Through the years, Tim would contribute significantly to the fields of NLP, Coaching and Hypnosis. He would refine and champion such processes as re-imprinting, integrating conflicting beliefs and using eye-accessing cues for discovery and change. He would create and develop a number a number of popular NLP techniques including ones for: changing limiting beliefs, working with double binds, physical health, forgiveness, trauma and using eye accessing cues for discovering the origins of any issue.
In 1990, Tim co-created the “Graduate School” of NLP with Robert Dilts and Suzi Smith – the NLP Health Certification Training Program – which is considered to be one of the most advanced NLP training programs in the world.
He would go on to co-develop several other popular NLP programs such as the WealthyMind program, which helps people quickly release their limiting beliefs around money and prosperity; Dynamic Spin Release™, which is a powerful set of processes that allows users to release their negative thoughts, limiting beliefs and physical pain in rapidly – as well as dozens of other behavioral change programs related to NLP, Hypnosis and Coaching.
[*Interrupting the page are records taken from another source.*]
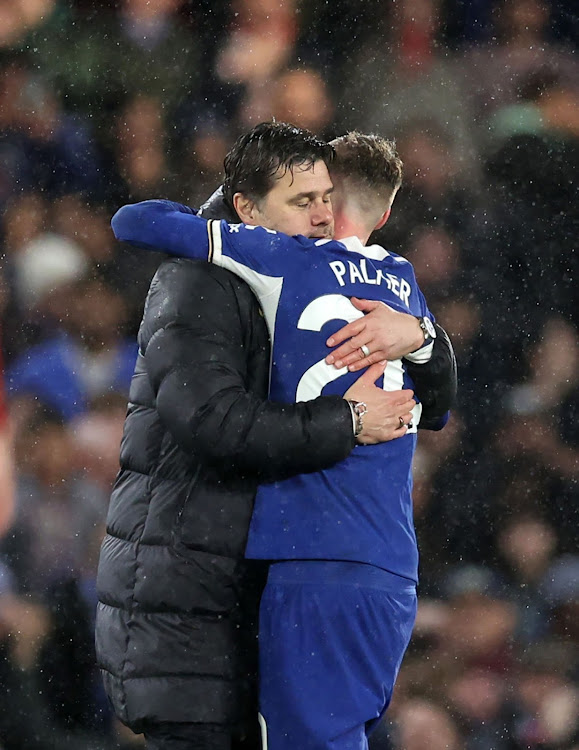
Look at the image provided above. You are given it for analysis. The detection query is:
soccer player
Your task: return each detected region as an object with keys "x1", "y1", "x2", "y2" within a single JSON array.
[
  {"x1": 95, "y1": 123, "x2": 453, "y2": 750},
  {"x1": 112, "y1": 133, "x2": 450, "y2": 750}
]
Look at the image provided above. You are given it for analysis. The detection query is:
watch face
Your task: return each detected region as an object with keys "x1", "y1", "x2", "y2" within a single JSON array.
[{"x1": 422, "y1": 317, "x2": 436, "y2": 339}]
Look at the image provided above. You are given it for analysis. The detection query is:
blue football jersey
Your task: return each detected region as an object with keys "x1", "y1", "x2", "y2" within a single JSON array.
[{"x1": 113, "y1": 201, "x2": 432, "y2": 581}]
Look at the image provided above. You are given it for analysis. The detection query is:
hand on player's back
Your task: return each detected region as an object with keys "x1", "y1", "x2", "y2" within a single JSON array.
[
  {"x1": 344, "y1": 362, "x2": 416, "y2": 445},
  {"x1": 326, "y1": 297, "x2": 424, "y2": 372}
]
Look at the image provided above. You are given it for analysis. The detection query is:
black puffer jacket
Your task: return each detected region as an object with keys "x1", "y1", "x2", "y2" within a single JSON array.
[{"x1": 96, "y1": 260, "x2": 354, "y2": 730}]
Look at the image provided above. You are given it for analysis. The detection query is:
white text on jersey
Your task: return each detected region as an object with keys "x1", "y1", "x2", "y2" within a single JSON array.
[{"x1": 330, "y1": 258, "x2": 412, "y2": 307}]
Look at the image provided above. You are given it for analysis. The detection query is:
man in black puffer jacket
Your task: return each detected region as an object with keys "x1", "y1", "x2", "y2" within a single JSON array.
[{"x1": 96, "y1": 125, "x2": 453, "y2": 750}]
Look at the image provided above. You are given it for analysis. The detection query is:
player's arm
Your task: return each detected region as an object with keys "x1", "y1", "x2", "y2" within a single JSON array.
[
  {"x1": 111, "y1": 200, "x2": 209, "y2": 260},
  {"x1": 139, "y1": 260, "x2": 413, "y2": 481},
  {"x1": 404, "y1": 287, "x2": 458, "y2": 430}
]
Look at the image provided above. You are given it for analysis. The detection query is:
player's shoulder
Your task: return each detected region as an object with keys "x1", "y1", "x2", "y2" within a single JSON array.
[{"x1": 340, "y1": 237, "x2": 411, "y2": 265}]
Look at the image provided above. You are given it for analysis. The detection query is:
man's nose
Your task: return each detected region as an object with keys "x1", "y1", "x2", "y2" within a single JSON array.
[{"x1": 312, "y1": 201, "x2": 334, "y2": 226}]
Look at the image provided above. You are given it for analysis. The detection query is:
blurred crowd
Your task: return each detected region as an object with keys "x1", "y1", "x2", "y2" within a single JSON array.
[{"x1": 0, "y1": 0, "x2": 579, "y2": 750}]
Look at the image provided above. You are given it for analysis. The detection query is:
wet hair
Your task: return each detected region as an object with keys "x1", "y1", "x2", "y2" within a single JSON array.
[
  {"x1": 330, "y1": 131, "x2": 403, "y2": 200},
  {"x1": 223, "y1": 121, "x2": 334, "y2": 206}
]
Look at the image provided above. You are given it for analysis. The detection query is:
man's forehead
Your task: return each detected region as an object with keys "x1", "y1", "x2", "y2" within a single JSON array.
[{"x1": 272, "y1": 160, "x2": 333, "y2": 195}]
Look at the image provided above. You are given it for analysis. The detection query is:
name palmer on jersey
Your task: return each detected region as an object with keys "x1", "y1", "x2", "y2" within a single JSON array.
[
  {"x1": 228, "y1": 224, "x2": 412, "y2": 308},
  {"x1": 329, "y1": 258, "x2": 412, "y2": 307},
  {"x1": 112, "y1": 201, "x2": 432, "y2": 581}
]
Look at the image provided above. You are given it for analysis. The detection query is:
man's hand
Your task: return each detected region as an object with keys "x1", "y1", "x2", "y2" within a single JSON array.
[
  {"x1": 344, "y1": 362, "x2": 416, "y2": 445},
  {"x1": 326, "y1": 297, "x2": 424, "y2": 372}
]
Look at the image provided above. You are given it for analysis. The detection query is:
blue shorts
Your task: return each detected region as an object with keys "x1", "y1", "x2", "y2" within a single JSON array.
[{"x1": 259, "y1": 560, "x2": 416, "y2": 750}]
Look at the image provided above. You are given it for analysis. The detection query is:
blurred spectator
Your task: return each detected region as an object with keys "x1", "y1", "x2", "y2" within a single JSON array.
[
  {"x1": 216, "y1": 0, "x2": 297, "y2": 114},
  {"x1": 109, "y1": 95, "x2": 171, "y2": 203},
  {"x1": 0, "y1": 0, "x2": 57, "y2": 48},
  {"x1": 498, "y1": 513, "x2": 557, "y2": 644},
  {"x1": 239, "y1": 67, "x2": 334, "y2": 137},
  {"x1": 7, "y1": 279, "x2": 137, "y2": 419},
  {"x1": 24, "y1": 0, "x2": 200, "y2": 130},
  {"x1": 458, "y1": 0, "x2": 579, "y2": 151},
  {"x1": 377, "y1": 119, "x2": 483, "y2": 258},
  {"x1": 338, "y1": 0, "x2": 478, "y2": 172},
  {"x1": 5, "y1": 409, "x2": 109, "y2": 598},
  {"x1": 0, "y1": 318, "x2": 15, "y2": 536},
  {"x1": 393, "y1": 698, "x2": 464, "y2": 750}
]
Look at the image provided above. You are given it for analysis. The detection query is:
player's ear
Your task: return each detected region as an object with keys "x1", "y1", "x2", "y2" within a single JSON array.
[
  {"x1": 374, "y1": 206, "x2": 392, "y2": 231},
  {"x1": 233, "y1": 193, "x2": 255, "y2": 224}
]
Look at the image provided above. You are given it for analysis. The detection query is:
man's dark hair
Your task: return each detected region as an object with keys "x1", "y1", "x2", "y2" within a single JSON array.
[
  {"x1": 330, "y1": 131, "x2": 403, "y2": 199},
  {"x1": 223, "y1": 122, "x2": 334, "y2": 206}
]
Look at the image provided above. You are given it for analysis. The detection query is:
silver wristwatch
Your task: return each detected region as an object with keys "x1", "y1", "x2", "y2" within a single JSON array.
[
  {"x1": 348, "y1": 399, "x2": 368, "y2": 437},
  {"x1": 418, "y1": 315, "x2": 436, "y2": 344}
]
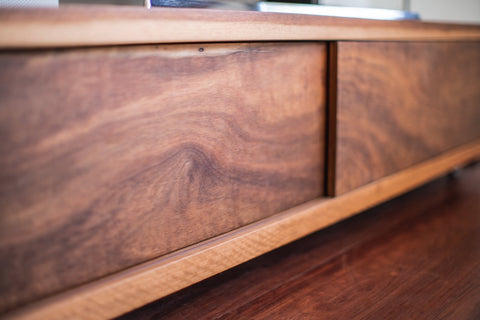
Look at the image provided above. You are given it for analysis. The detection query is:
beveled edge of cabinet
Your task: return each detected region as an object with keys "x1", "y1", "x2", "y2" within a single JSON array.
[
  {"x1": 0, "y1": 5, "x2": 480, "y2": 49},
  {"x1": 3, "y1": 140, "x2": 480, "y2": 319}
]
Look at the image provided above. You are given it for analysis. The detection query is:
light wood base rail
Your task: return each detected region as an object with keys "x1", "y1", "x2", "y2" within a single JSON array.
[{"x1": 4, "y1": 140, "x2": 480, "y2": 319}]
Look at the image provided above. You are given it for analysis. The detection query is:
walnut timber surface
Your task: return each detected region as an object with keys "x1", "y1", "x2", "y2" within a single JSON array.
[
  {"x1": 0, "y1": 5, "x2": 480, "y2": 48},
  {"x1": 0, "y1": 43, "x2": 326, "y2": 311},
  {"x1": 330, "y1": 42, "x2": 480, "y2": 194}
]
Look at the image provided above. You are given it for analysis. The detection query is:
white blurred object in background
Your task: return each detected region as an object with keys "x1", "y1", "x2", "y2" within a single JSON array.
[{"x1": 0, "y1": 0, "x2": 58, "y2": 8}]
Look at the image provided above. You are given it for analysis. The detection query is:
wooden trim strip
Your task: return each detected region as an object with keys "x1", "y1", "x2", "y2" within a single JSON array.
[
  {"x1": 325, "y1": 41, "x2": 338, "y2": 196},
  {"x1": 4, "y1": 140, "x2": 480, "y2": 319},
  {"x1": 0, "y1": 5, "x2": 480, "y2": 49}
]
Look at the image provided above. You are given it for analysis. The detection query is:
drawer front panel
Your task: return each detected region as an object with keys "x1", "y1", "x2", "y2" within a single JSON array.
[
  {"x1": 0, "y1": 43, "x2": 326, "y2": 310},
  {"x1": 334, "y1": 42, "x2": 480, "y2": 194}
]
“I’ve always felt like NLP is the beginning of something new, and I’m grateful to have found my way into the field so early on. When I look at the whole of my life, it has been incredibly rewarding to know that I have been able to make a positive difference in the lives of so many people across the globe through the training and one-on-one work that I have been doing for so many years,” said Tim.
As the interview comes to an end, the Tokyo skies are now a beautiful shade of blue, the beautiful green trees covering the Tokyo Imperial Palace grounds are more vivid than ever, and Tim becomes somewhat reflective as he thinks about his long career in the field of NLP… “I feel grateful to be in the field of NLP. Even though people talk about the baggage of NLP, my experience with NLP is that the people who have been attracted to it are pretty evolved and in touch with themselves. At least that’s what I have seen in the students and people I have worked with, in all the countries I have taught NLP in.
I really like that you can meet NLPers across the planet and have deep and meaningful conversations with them right away. I love the connection that I feel with them, and I love that most NLPers operate at a higher neurological level,” he said with a twinkle in his eye.
Tim Hallbom is the co–founder of the NLP Coaching Associates LLC (NLP Institute of California,) and is one of the most experienced international trainers, developers, and authors in the field of NLP. He is the co–author of best selling books, Beliefs: Pathways to Health Well-Being and NLP: The New Technology of Achievement, Coaching in the Workplace, as well as many other books, DVDs, and audio recordings. Tim has innovated and championed many useful processes in the field for creating lasting change. He has been involved in the field of NLP for more than 30 years, and has trained in more than 25 countries around the world.